Well... I think I've found the problem causing reception issues for the two local stations listed above. After much troubleshooting tonight, it appears the Wineguard AP-4800 pre-amp is the culprit. Once I started looking at each connection in the path between the receiver and the antenna, it appears the coax at the power supply connector going towards the pre-amp was black and somewhat burned out. I'm not sure what would cause this failure on the pre-amp, but I assume this was causing some type of improper shielding or interference causing the signal strength to bounce for these two stations. I ran another coax from the antenna to the receiver without the preamp and received all locals with decent signal strength.

I still don't understand how this problem didn't cause reception issues for most stations but did for two..... anyone have thoughts on this?

Do I really even need a preamp for my setup (using DISH 921 receiver) if most stations have a signal strength around 80 with a few others around 100?


----------



## paulcdavis (Jan 22, 2004)

odubman said:


> Do I really even need a preamp for my setup (using DISH 921 receiver) if most stations have a signal strength around 80 with a few others around 100?


Antenna mounted Preamps only compensate for the signal loss from a long coax between the antenna and the 921. All preamps add some noise to the line, so a pre-amp with a coax cable length of less than 100 ft will often result in a poorer signal. Without multipath problems, the 921 seems to stay locked on signals in the 80 - 100 range OK. A stable 80 is better than a signal that bounces from 90 to 110 in my experience.


----------



## 4HiMarks (Jan 21, 2004)

odubman said:


> Once I started looking at each connection in the path between the receiver and the antenna, it appears the coax at the power supply connector going towards the pre-amp was black and somewhat burned out.

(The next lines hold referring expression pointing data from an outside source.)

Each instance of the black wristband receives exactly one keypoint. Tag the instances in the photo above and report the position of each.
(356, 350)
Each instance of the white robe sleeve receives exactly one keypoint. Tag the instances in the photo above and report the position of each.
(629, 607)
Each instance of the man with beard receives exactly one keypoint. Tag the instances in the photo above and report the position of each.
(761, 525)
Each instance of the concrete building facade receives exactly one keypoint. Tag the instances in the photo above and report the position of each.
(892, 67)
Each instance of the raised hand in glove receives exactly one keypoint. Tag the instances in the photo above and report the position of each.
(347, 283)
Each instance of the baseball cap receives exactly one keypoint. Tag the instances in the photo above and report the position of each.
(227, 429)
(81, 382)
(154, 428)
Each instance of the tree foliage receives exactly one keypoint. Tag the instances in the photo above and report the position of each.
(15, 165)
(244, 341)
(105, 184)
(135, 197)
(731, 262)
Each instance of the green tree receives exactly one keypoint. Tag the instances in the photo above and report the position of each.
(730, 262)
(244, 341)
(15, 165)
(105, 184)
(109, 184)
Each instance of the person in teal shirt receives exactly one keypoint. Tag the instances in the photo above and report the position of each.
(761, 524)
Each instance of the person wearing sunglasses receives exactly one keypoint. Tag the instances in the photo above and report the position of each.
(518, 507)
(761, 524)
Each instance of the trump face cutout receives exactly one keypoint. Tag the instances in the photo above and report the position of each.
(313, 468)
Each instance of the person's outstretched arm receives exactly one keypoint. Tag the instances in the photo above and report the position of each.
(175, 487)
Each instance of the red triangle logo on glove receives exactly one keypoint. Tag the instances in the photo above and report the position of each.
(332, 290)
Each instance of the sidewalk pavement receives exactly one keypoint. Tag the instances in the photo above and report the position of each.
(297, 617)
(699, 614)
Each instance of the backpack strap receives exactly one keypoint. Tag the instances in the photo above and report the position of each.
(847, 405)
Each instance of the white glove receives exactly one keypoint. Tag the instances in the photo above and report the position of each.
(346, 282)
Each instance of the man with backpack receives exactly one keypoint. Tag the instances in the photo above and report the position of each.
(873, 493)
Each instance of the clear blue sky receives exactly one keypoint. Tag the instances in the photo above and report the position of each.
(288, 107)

Yep. Just as I suspected. It happened to me twice. Somehow, water got into the connection at the grounding block. Don't exactly recall what stations I wasn't getting, but I think it could only see one satellite (this was before I got my 921).

-Chris


----------



## axel0720 (Dec 19, 2004)

I am using a 360 antenna from Radio Shack , believe they only make one style , I live in Peoria Illinois and yesterday FOX came on line with there Digital Transmission (getting ready for Super Bowl ) I am getting about a 75 on the reception scale cause the sending antenna is about 35 miles away. I also am pulling in Davenport Iowa and Springfield Illinois.
Just thought I would share the type of antenna that works very well for me.


----------



## Tomos (Jan 16, 2005)

I have read many knowledgeable folks here write that in the world of the all mighty antenna, bigger is everything, so if your signal is low don't bother with an amp. I have always had a great signal on my rooftop Channelmaster 3020. Now with the 921 I can see it is around 110 to 120 no matter the weather. I am easily 45 to 50 miles from the towers. Now when I try to peek through the tiny holes in the forest I can get stations out of New York and I am 45 to 50 miles west of Philly, but when the wind blows it comes and goes.


----------